Conviene detenerse especialmente en «Hace falta un guerrillero» de Violeta Parra, porque entrega una gran lección artística. A primera vista sorprende. En su libro Cantores que reflexionan, el Gitano, Rodríguez, da una definición acertada al decir que esa canción se basa en una exageración. Agrega que «el terreno de las asociaciones es delicado y el terreno de las exageraciones también», porque del texto literal de «Hace falta un guerrillero» pudiera deducirse con razón un desconocimiento de la lucha obrero-campesina en Chile. En efecto, precisamente en un momento difícil de esta lucha, proclama paradójicamente:

como fue Manuel Rodríguez, debiera haber quinientos, pero no hay ni uno que valga la pena en este momento,

concepto reiterado en diversas formas en otros de sus versos. No olvidemos que estaba vigente la Ley Maldita y ello amargaba a Violeta.
¿Qué más hay en ello? De una parte, mal pudiera separarse a Vióleta Parra del movimiento popular, en que se insertó con cuerpo y alma. Entonces, cabe examinar «Hace falta un guerrillero» no como se haría con un documento político, al que debe exigirse rigurosidad en cada término, sino como una obra de arte en la que caben aquellas premoniciones, advertencias e instituciones visionarias que el propio Gitano hace ver en su obra que aparecen muchas veces en la Nueva Canción y ahora en el Canto Nuevo. Con su extraordinaria sensibilidad, Violeta se adelanta a los años en que canta, ve la profundidad del dilema histórico, conoce la catadura de los enemigos de su pueblo y clama por el surgimiento de quinientos como Manuel Rodríguez. Puede ser injusta con las luchas del momento en que canta, porque ya vibra en ella uno superior, que comprende como ineludible. Eran los días en que «El sueño americano» de Patricio Manns advirtió, estremecedoramente:

Por toda América rueda la guerra en carro impaciente y en la noche de la sierra yo temo por mis ausentes.
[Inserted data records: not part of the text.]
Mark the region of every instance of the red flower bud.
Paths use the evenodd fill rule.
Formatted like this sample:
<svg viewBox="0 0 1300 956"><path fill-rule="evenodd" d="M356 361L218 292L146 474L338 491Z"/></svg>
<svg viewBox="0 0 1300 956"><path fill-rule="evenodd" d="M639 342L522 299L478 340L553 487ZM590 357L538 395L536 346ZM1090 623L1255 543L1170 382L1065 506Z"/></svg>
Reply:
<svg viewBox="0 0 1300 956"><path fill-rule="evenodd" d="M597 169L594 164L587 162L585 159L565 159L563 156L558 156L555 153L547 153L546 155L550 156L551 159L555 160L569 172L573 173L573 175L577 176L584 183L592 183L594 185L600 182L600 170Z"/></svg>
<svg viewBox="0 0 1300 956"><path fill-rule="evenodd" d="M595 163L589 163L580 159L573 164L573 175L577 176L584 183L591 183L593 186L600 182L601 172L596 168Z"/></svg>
En la tierra de Lautaro, O'Higgins, Manuel Rodríguez, Recabarren, donde ha sido tan grande el impacto de la Revolución Soviética y de la Revolución Cubana, Violeta y Patricio han cantado no sólo para días precisos del calendario sino para todo un proceso liberador.

En otros términos, pero con el mismo sentido, cantó el uruguayo Daniel Viglietti, cuando era inminente el putsch de septiembre de 1973, en su «Por todo Chile»:

No, no, no, nadie te olvida no, no,
Manuel Rodríguez de tu silencio nacen violetas, se abren caminos y crecen niños, cientos de miles por todo Chile.

El sábado 8 de septiembre de 1973 se me encargó trasmitir por una cadena nacional de emisoras, en nombre de la Comisión Política del Partido Comunista de Chile, un mensaje a todo el pueblo, advirtiendo descarnadamente sobre los peligros que se diseñaban y el carácter fascista de la amenaza que se conformaba como un golpe de Estado. Al hacerlo, me pareció esclarecedor repetir en ese texto el célebre «Aún tenemos patria, ciudadanos» de Manuel Rodríguez, que por sí solo definía la gravedad de la situación formulando un llamado supremo a una movilización urgente.

No es casual que, bajo el terror fascista, haya surgido como brazo armado del movimiento obrero y popular el Frente Patriótico Manuel Rodríguez y a la vez amplias masas de combatientes se agrupen en «milicias rodriguistas». Ésta no es la negación, sino la reafirmación y la continuidad, en nuevas circunstancias, de la lucha popular que en tiempos de Violeta Parra alcanzaba grandeza avanzando por determinados caminos y que amplía sus formas de combate.

Esto tiene su lógica. Manuel Rodríguez es el protagonista, enraizado en el pueblo, de los momentos más dramáticos de la existencia de Chile.